These agencies have been "competently" managed for a very long time. The problem is that the aims of the competent managers have been to expand government authority. The next "competent" manager with those same aims will put them right back where they were last year, citing Supreme Court decisions that gave them the authority to undo what Wright and Zeldin and RFKJr are doing. Overturning the Chevron Doctrine (Loper Bright Enterprises v. Raimondo) was an important step. A more important one would be overturning Wickard v. Filburn, which gave the government free rein to interpret anything they do as justified by the Commerce Clause. If John Ream v. U.S. Department of the Treasury gets to the Supreme Court, and they decide according to what the Constitution actually says, not what some of them wish it said, maybe Wickard v. Filburn will be undone. Read https://newsletter.doomberg.com/p/in-the-aggregate . Then read Andrew Naoplitano's "Theodore and Woodrow" to understand how the current trajectory got started more than a century ago.

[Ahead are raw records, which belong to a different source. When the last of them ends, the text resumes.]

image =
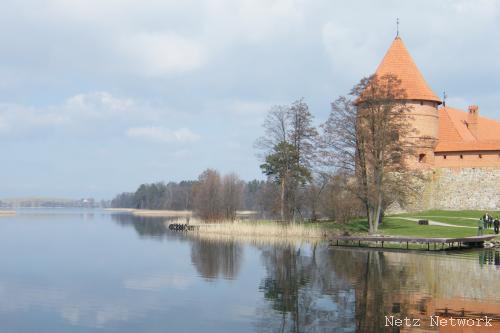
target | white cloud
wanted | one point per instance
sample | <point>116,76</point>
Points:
<point>158,54</point>
<point>84,111</point>
<point>161,134</point>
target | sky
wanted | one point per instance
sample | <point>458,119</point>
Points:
<point>97,97</point>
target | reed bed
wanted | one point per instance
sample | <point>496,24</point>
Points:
<point>253,240</point>
<point>260,229</point>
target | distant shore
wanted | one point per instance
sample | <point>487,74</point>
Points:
<point>149,212</point>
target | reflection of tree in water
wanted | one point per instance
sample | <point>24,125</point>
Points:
<point>213,259</point>
<point>298,288</point>
<point>327,291</point>
<point>489,257</point>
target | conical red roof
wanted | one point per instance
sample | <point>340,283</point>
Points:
<point>397,61</point>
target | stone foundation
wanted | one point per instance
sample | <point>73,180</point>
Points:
<point>458,189</point>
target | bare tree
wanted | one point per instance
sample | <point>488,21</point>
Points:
<point>288,149</point>
<point>303,136</point>
<point>232,195</point>
<point>368,137</point>
<point>208,196</point>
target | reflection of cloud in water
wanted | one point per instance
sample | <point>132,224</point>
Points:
<point>159,282</point>
<point>77,308</point>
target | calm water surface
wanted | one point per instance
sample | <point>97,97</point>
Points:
<point>93,271</point>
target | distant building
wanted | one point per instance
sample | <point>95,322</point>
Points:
<point>460,150</point>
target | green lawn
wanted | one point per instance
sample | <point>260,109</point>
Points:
<point>467,218</point>
<point>399,227</point>
<point>395,226</point>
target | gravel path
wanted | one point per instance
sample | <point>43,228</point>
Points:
<point>435,223</point>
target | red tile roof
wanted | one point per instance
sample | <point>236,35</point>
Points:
<point>454,134</point>
<point>398,61</point>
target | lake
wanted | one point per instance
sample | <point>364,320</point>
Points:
<point>94,271</point>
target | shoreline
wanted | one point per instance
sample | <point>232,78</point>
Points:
<point>150,212</point>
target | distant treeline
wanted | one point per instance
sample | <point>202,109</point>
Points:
<point>51,203</point>
<point>216,197</point>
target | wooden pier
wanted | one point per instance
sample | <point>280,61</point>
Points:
<point>475,241</point>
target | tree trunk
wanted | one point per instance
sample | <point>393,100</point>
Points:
<point>282,200</point>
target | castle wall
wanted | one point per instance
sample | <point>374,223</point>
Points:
<point>425,121</point>
<point>459,189</point>
<point>467,159</point>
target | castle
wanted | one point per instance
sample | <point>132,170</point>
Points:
<point>459,151</point>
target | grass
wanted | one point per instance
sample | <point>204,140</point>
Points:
<point>397,227</point>
<point>266,229</point>
<point>393,225</point>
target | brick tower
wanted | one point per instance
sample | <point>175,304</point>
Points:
<point>422,100</point>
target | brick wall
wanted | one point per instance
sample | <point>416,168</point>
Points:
<point>458,189</point>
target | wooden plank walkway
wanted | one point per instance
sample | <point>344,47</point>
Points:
<point>474,241</point>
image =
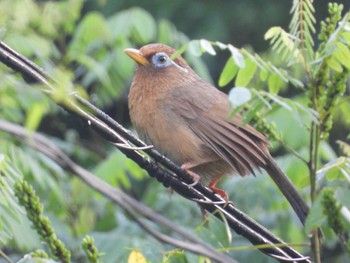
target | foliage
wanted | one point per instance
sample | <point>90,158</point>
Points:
<point>296,93</point>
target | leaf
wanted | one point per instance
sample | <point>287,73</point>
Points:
<point>334,64</point>
<point>315,217</point>
<point>274,83</point>
<point>228,73</point>
<point>239,95</point>
<point>195,48</point>
<point>245,75</point>
<point>237,56</point>
<point>272,32</point>
<point>136,257</point>
<point>343,196</point>
<point>35,115</point>
<point>343,55</point>
<point>92,27</point>
<point>332,166</point>
<point>206,45</point>
<point>144,25</point>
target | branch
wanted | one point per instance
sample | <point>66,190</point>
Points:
<point>169,174</point>
<point>134,208</point>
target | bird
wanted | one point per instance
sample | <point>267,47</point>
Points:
<point>188,120</point>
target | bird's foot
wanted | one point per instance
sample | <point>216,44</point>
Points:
<point>196,177</point>
<point>219,191</point>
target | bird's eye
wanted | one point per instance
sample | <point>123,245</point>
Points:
<point>161,60</point>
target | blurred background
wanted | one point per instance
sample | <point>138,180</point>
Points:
<point>82,42</point>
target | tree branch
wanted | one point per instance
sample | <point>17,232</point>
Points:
<point>173,176</point>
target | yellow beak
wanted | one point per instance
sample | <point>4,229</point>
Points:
<point>136,55</point>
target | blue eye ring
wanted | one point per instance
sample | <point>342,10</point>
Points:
<point>161,60</point>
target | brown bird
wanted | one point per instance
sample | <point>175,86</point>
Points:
<point>186,119</point>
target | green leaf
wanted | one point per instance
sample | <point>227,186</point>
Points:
<point>334,64</point>
<point>315,217</point>
<point>91,28</point>
<point>206,45</point>
<point>237,56</point>
<point>343,196</point>
<point>274,83</point>
<point>342,54</point>
<point>246,74</point>
<point>228,73</point>
<point>195,48</point>
<point>239,95</point>
<point>272,32</point>
<point>35,115</point>
<point>144,25</point>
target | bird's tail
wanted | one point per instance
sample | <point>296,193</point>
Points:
<point>288,189</point>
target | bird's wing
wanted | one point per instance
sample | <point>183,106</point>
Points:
<point>241,146</point>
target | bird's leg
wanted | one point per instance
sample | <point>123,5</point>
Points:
<point>218,191</point>
<point>189,165</point>
<point>196,177</point>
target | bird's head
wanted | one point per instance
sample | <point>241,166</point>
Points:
<point>156,59</point>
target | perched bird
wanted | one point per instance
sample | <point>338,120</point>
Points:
<point>187,119</point>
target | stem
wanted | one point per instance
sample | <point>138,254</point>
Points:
<point>314,146</point>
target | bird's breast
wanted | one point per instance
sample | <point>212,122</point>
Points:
<point>158,124</point>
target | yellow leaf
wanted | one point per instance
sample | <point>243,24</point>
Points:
<point>136,257</point>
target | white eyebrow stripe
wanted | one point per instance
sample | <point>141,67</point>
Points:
<point>181,68</point>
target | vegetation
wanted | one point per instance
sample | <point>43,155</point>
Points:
<point>296,92</point>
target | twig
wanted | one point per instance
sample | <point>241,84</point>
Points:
<point>236,219</point>
<point>134,208</point>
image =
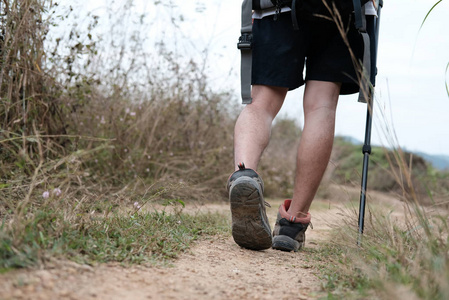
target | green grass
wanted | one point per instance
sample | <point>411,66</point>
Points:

In regard to the HHS and the hundreds of thousands of American lives, which were lost...It was thanks to the Obama Administration and Fauci providing American dollars to fund the Wuhan Lab. They created Covid-19, which Big Pharma was waiting for with open arms to provide its money-making, death-dealing 'vaxxes.' Senator Obama also promised labs in Ukraine, American taxpayer monies to fund labs, too(saw the video). All these labs work on providing more dangerous diseases to inflict on humans. They should be put out of existence.
Barbara: There is truth in that. However the most problematic issue is that the FDA, CDC, etc. purposefully did not follow Real Science, and instead did what was political science.
I look forward to your words of wisdom from every printing. After over ninety years on this planet I have never been more astounded by the ominous changes and discoveries occurring from the depths of the oceans to the hight of the cosmos. This portends greater challenges never faced before. Perhaps the greatest challenge will be controlling AI, rather than it controlling us.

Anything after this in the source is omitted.